No Generative AI was used in the making of this project.
Dec. 25, 2025
Cornell Data Journal (CDJ) is a club consisting of around 40 people, whose goal is to provide students with the opportunity to publish journalistic stories about specific topics in small groups, using data as the main piece of evidence for their narrative. Beyond technical experience, as a social club, CDJ also attempts to provide students with an opportunity to develop relationships with other people, form communities of like-minded individuals, and grow as a person.
But just how well does CDJ accomplish that growth? To assess this, in the fall of 2025, I surveyed each CDJ member two different times: once at the beginning of the semester, during the very first general-body meeting where new members were introduced (in September), and once at the end of the semester (in December), to observe how their relationships varied across the three months they spent as a member of CDJ. Each survey consisted of a series of around 40 questions (one for each member of the club) that asked a responder to rate how well they knew a given person, using a Likert scale. For instance, a couple sample questions in the survey are as follows:
| I've never seen/heard of this person before | I recognize their face/name | I've spoken to them once before | I've spoken to them more than once before | I speak with them at least once a week | I speak with them everyday | I am this person | |
| Jenny Williams | |||||||
| Eden Maynard |
To parse the responses into something more quantitative, I converted each response to a weight value.
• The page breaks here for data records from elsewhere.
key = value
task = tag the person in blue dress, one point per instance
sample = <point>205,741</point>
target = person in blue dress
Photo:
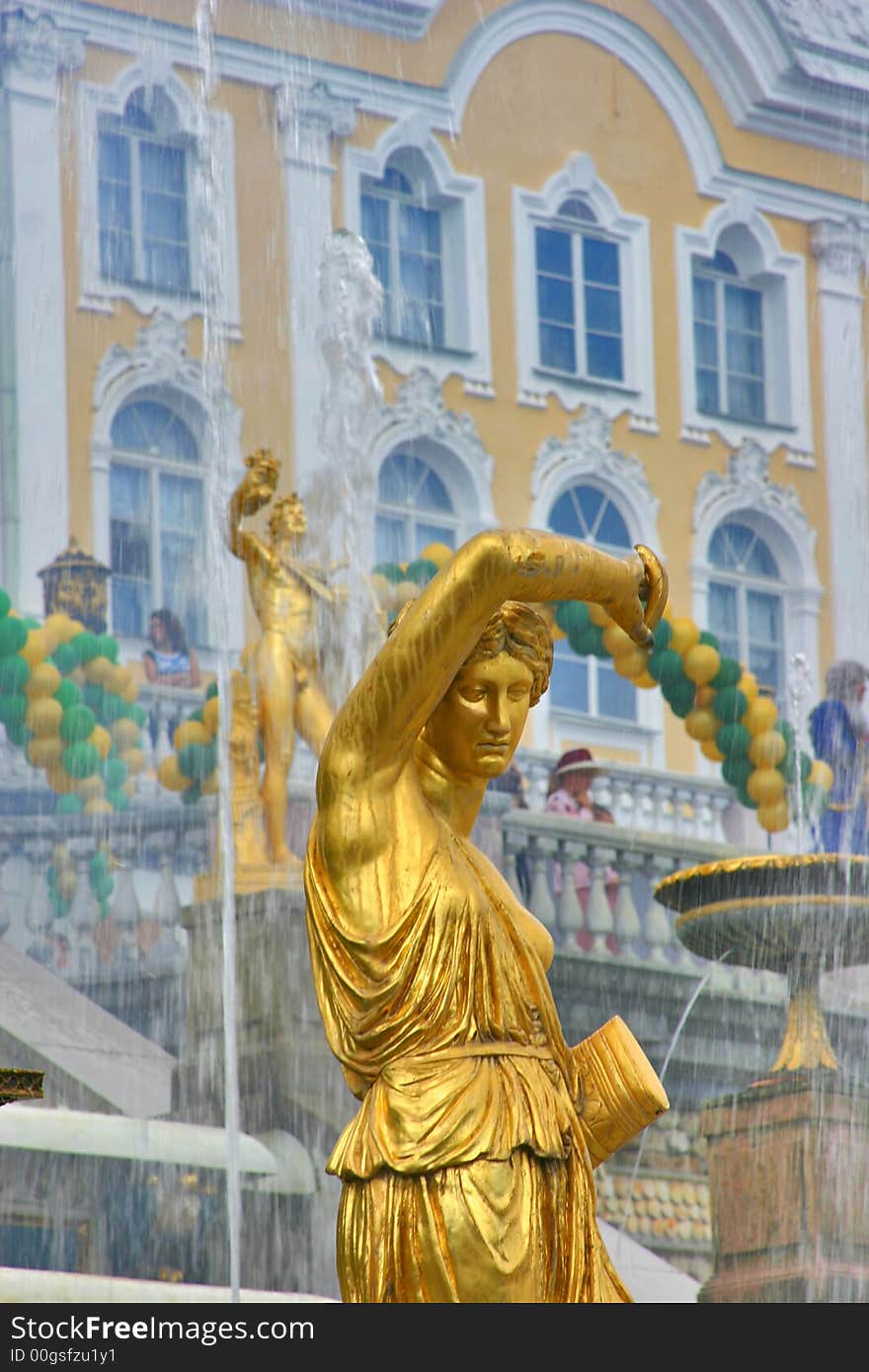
<point>839,734</point>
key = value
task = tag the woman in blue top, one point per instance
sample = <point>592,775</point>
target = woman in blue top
<point>169,661</point>
<point>839,731</point>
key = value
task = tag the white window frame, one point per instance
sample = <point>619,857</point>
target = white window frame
<point>587,458</point>
<point>741,231</point>
<point>634,393</point>
<point>159,369</point>
<point>747,495</point>
<point>97,103</point>
<point>412,148</point>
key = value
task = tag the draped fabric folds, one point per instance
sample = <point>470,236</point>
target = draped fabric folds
<point>465,1175</point>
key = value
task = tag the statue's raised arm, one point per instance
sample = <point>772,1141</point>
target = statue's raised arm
<point>396,696</point>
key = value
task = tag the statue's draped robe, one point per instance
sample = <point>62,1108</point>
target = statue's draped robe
<point>465,1176</point>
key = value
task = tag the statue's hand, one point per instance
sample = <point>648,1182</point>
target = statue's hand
<point>640,601</point>
<point>260,482</point>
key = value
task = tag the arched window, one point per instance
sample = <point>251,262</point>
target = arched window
<point>578,295</point>
<point>157,517</point>
<point>746,601</point>
<point>414,509</point>
<point>404,235</point>
<point>143,195</point>
<point>728,323</point>
<point>590,685</point>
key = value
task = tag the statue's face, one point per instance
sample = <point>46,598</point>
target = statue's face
<point>477,727</point>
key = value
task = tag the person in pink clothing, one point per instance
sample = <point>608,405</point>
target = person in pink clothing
<point>570,794</point>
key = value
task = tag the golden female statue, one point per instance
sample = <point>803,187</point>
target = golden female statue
<point>465,1172</point>
<point>283,661</point>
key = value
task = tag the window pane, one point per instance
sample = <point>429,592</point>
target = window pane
<point>703,299</point>
<point>426,534</point>
<point>569,686</point>
<point>602,312</point>
<point>743,309</point>
<point>604,357</point>
<point>616,697</point>
<point>722,612</point>
<point>555,299</point>
<point>746,400</point>
<point>419,231</point>
<point>558,348</point>
<point>600,261</point>
<point>707,390</point>
<point>553,253</point>
<point>375,220</point>
<point>390,539</point>
<point>706,344</point>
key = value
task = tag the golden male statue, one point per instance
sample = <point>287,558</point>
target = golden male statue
<point>467,1171</point>
<point>283,661</point>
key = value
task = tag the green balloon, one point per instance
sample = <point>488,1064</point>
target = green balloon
<point>14,674</point>
<point>736,770</point>
<point>573,616</point>
<point>81,760</point>
<point>728,674</point>
<point>664,663</point>
<point>731,704</point>
<point>77,724</point>
<point>734,741</point>
<point>13,636</point>
<point>421,570</point>
<point>69,695</point>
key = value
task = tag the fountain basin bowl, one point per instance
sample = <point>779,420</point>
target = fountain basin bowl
<point>771,910</point>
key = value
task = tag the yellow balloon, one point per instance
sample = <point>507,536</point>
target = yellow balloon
<point>210,715</point>
<point>436,553</point>
<point>760,715</point>
<point>702,724</point>
<point>99,670</point>
<point>190,731</point>
<point>92,788</point>
<point>822,774</point>
<point>45,752</point>
<point>700,663</point>
<point>773,818</point>
<point>767,748</point>
<point>102,739</point>
<point>44,681</point>
<point>171,776</point>
<point>766,787</point>
<point>44,717</point>
<point>34,650</point>
<point>684,634</point>
<point>133,759</point>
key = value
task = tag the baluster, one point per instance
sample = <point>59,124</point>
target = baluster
<point>570,917</point>
<point>542,904</point>
<point>84,911</point>
<point>598,914</point>
<point>625,918</point>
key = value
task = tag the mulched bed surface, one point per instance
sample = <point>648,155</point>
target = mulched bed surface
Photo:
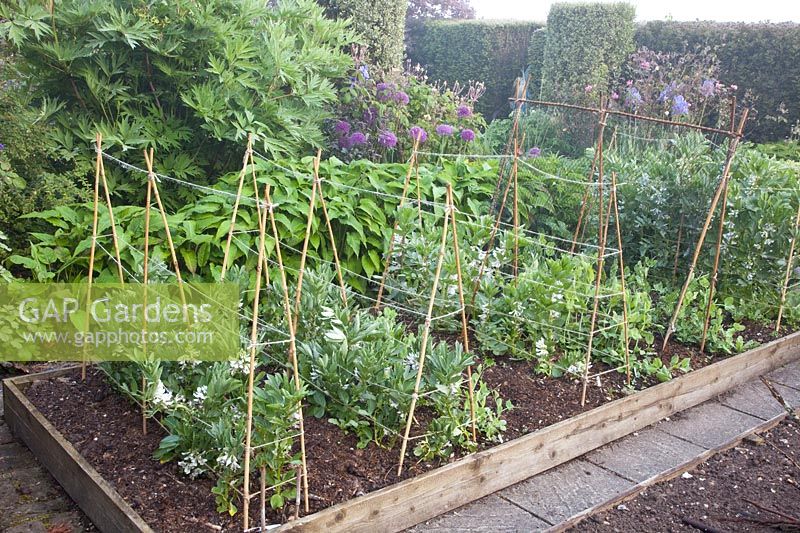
<point>106,430</point>
<point>746,488</point>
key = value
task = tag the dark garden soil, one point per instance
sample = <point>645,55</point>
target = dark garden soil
<point>106,429</point>
<point>752,487</point>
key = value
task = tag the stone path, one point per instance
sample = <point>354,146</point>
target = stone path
<point>549,501</point>
<point>30,499</point>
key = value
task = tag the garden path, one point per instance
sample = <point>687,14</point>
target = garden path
<point>31,501</point>
<point>555,499</point>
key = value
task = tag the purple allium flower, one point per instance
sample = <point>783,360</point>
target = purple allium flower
<point>444,130</point>
<point>357,139</point>
<point>680,106</point>
<point>708,88</point>
<point>418,133</point>
<point>342,127</point>
<point>370,115</point>
<point>344,143</point>
<point>387,139</point>
<point>666,92</point>
<point>634,98</point>
<point>401,98</point>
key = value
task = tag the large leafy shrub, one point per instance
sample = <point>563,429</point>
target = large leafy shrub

| Survey Value | Assigned Weight |
|---|---|
| I speak with them everyday | 4 |
| I speak with them at least once a week | 3 |
| I've spoken to them more than once before | 2 |
| I've spoken to them once before | 1 |
| I recognize their face/name | 0 |
| I've never seen/heard of this person before | 0 |
| I am this person | 0 |
Since all 38 members of CDJ filled out both forms, for a given relationship pair A - - B, there were two weights: one for A rating their relationship with B and another for B rating their relationship with A. To best accommodate for possible differences in relationship perspectives, I took the average of these pairs of weights to produce an undirected graph.
After all the data was collected, processed, and exported into a graph file, I extracted both network visualizations and metrics to evaluate the interconnectivity of the club.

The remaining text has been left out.